Kremlin spokesman Dmitry Peskov said that yesterday’s decision by western states to expel Russian diplomats was a mistake and a mirror response will be applied. ‘Of course, the mirror response will be applied in each such case,’ Peskov told journalists after the USA announced that it is to expel 60 Russian diplomats and close the Russian consulate in Seattle.
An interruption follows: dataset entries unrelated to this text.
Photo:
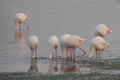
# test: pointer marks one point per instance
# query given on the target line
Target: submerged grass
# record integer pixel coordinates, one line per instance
(39, 76)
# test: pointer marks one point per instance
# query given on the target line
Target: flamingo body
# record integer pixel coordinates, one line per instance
(53, 44)
(33, 44)
(97, 43)
(72, 42)
(20, 18)
(102, 30)
(62, 39)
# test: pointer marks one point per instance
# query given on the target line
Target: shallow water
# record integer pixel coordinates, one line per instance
(57, 17)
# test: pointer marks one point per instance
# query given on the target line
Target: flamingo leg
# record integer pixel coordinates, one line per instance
(20, 26)
(83, 51)
(74, 53)
(35, 52)
(71, 53)
(99, 54)
(27, 26)
(56, 53)
(96, 54)
(32, 52)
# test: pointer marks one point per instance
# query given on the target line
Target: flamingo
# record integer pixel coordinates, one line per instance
(102, 30)
(97, 43)
(33, 43)
(53, 44)
(62, 39)
(72, 42)
(20, 18)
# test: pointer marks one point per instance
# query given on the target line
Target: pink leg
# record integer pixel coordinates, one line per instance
(96, 54)
(31, 52)
(56, 53)
(83, 51)
(35, 53)
(71, 53)
(99, 54)
(74, 53)
(52, 55)
(27, 26)
(20, 26)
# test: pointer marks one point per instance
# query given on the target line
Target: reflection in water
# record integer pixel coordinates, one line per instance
(21, 37)
(53, 69)
(69, 67)
(33, 67)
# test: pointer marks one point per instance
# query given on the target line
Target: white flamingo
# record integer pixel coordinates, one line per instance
(33, 43)
(62, 39)
(102, 30)
(20, 18)
(97, 43)
(72, 42)
(53, 44)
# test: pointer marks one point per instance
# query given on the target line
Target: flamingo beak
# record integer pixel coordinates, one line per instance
(109, 31)
(27, 18)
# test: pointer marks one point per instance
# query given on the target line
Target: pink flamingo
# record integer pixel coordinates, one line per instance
(102, 30)
(53, 44)
(20, 18)
(72, 42)
(97, 43)
(33, 43)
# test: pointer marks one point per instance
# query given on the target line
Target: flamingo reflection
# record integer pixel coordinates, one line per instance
(33, 66)
(53, 69)
(21, 38)
(69, 67)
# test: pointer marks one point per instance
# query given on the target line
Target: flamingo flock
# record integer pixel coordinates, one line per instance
(67, 42)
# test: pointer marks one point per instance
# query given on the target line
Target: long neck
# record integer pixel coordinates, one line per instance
(91, 52)
(16, 24)
(34, 53)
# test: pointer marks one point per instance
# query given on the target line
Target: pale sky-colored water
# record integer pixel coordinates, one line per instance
(54, 17)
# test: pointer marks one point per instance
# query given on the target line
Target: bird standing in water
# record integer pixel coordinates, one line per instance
(33, 44)
(20, 18)
(97, 43)
(53, 44)
(102, 30)
(72, 42)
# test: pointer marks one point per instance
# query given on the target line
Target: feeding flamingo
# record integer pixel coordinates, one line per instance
(20, 18)
(97, 43)
(53, 44)
(33, 43)
(62, 39)
(72, 42)
(102, 30)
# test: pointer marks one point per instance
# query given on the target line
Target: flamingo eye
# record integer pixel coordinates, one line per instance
(79, 40)
(105, 43)
(108, 31)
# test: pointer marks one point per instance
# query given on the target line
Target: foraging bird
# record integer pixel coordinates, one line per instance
(72, 42)
(53, 44)
(97, 43)
(62, 39)
(102, 30)
(20, 18)
(33, 43)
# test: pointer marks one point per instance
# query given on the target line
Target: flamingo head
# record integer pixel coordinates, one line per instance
(106, 43)
(109, 31)
(27, 18)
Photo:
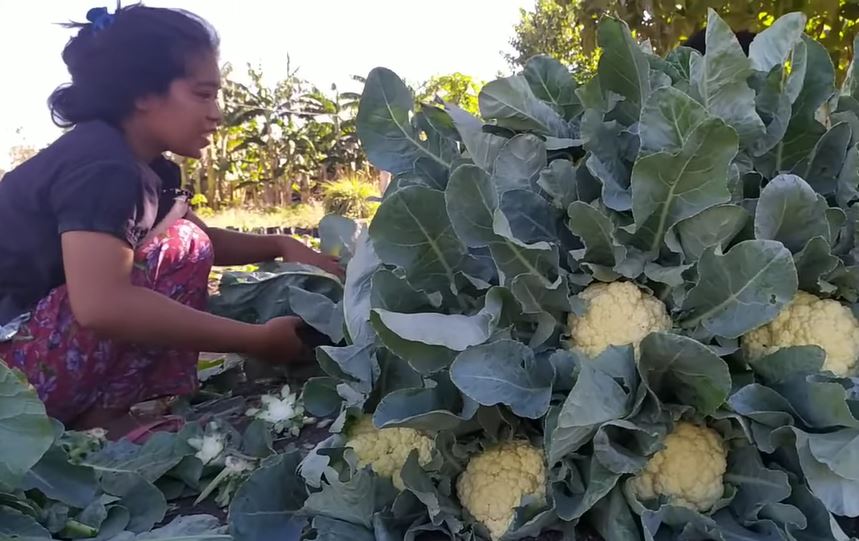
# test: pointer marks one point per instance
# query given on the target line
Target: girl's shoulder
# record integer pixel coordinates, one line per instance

The diplomats being expelled from the US include 48 embassy staff and 12 members of Russia’s Permanent Mission to the United Nations.
According to a White House statement: ‘The United States takes this action in conjunction with our NATO allies and partners around the world in response to Russia’s use of a military-grade chemical weapon on the soil of the United Kingdom.’ Several European countries – Germany, France, Lithuania, Latvia, Estonia, Poland, the Czech Republic, Denmark, the Netherlands and Ukraine – also announced a decision to expel Russian diplomats after accusing Russia of the poisoning of former Russian spy Sergei Skripal in England, despite presenting no evidence.
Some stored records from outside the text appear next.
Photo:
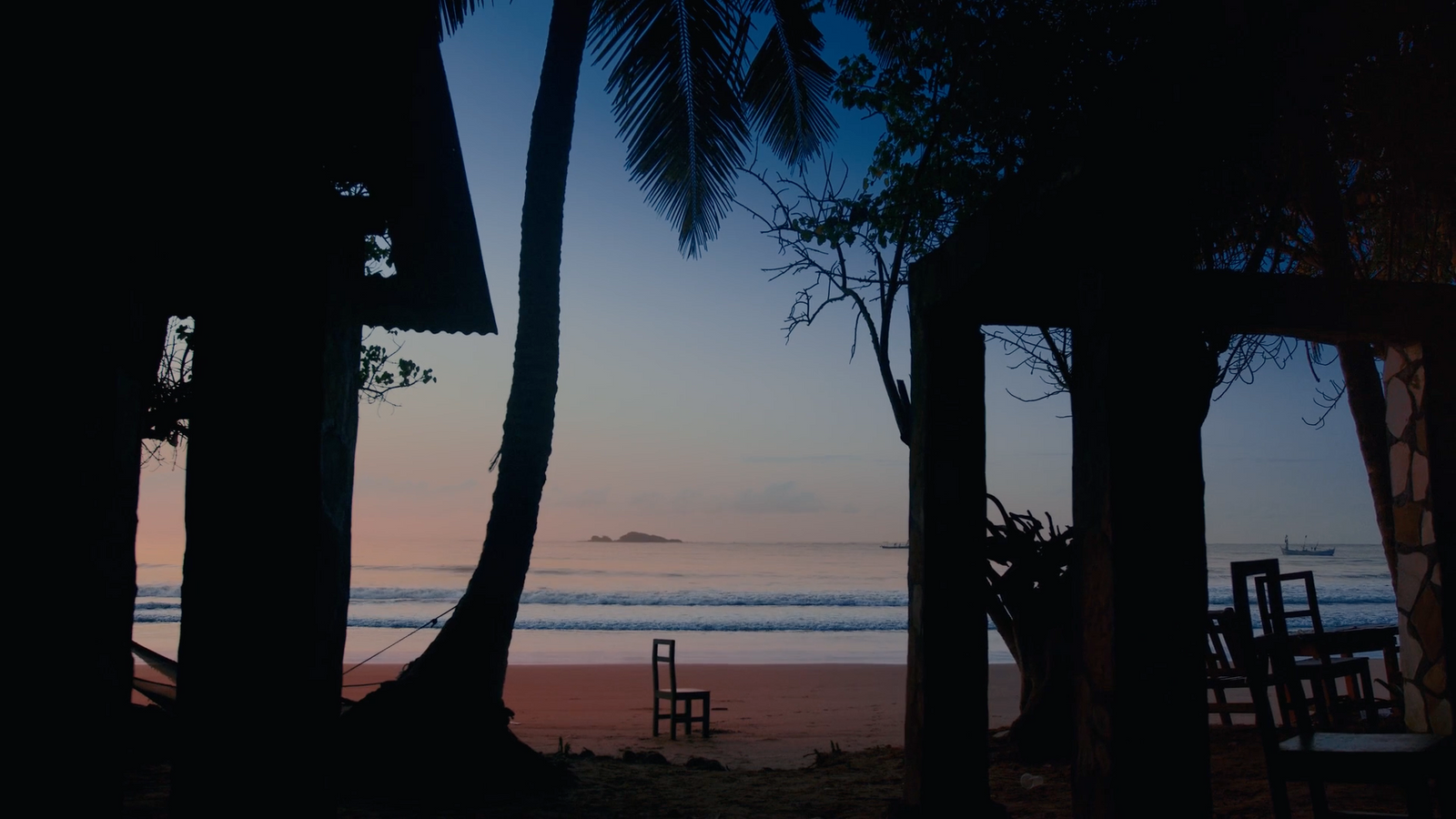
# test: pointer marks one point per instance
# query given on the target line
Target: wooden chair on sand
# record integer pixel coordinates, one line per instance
(1314, 669)
(1321, 671)
(1409, 760)
(1222, 669)
(673, 694)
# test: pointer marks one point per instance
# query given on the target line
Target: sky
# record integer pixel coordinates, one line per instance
(683, 410)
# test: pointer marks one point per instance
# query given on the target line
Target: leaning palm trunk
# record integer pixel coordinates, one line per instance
(1366, 397)
(460, 676)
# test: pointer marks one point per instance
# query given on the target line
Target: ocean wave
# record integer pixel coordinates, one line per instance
(713, 598)
(564, 598)
(542, 624)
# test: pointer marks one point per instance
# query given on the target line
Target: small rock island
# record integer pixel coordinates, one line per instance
(633, 538)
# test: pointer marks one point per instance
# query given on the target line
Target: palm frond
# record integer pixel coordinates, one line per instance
(453, 14)
(788, 85)
(674, 82)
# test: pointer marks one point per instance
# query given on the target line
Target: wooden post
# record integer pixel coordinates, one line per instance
(1138, 407)
(1420, 402)
(945, 678)
(268, 516)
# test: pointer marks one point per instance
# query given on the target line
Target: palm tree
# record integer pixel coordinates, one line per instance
(688, 98)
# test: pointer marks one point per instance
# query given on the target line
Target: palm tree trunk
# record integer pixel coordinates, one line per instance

President of the European Council Donald Tusk said that 14 EU member-states have announced a decision to kick out Russian diplomats after discussing the issue at last week’s summit. Most countries have ordered the Russian diplomats to leave within seven days.
On March 4, former Russian military intelligence (GRU) Colonel Sergei Skripal, who had been convicted in Russia of spying for Britain and exchanged for Russian intelligence officers, and his daughter Yulia suffered the effects of a nerve agent in the British city of Salisbury.
British Prime Minister Theresa May said the substance used in the attack had been a Novichok-class nerve agent developed in the Soviet Union. London expelled 23 Russian diplomats and announced other restrictive measures against Moscow.
Moscow rejected all of the United Kingdom’s accusations, saying that a programme aimed at developing such a substance had existed neither in the Soviet Union nor in Russia. In retaliation to the UK’s steps, 23 British diplomats were expelled, the British consulate general in the city of St. Petersburg was closed and the British Council had to shut down its operations in Russia. At the same time, Moscow pointed out that further measures could be taken ‘should there be any more hostile actions against Russia.’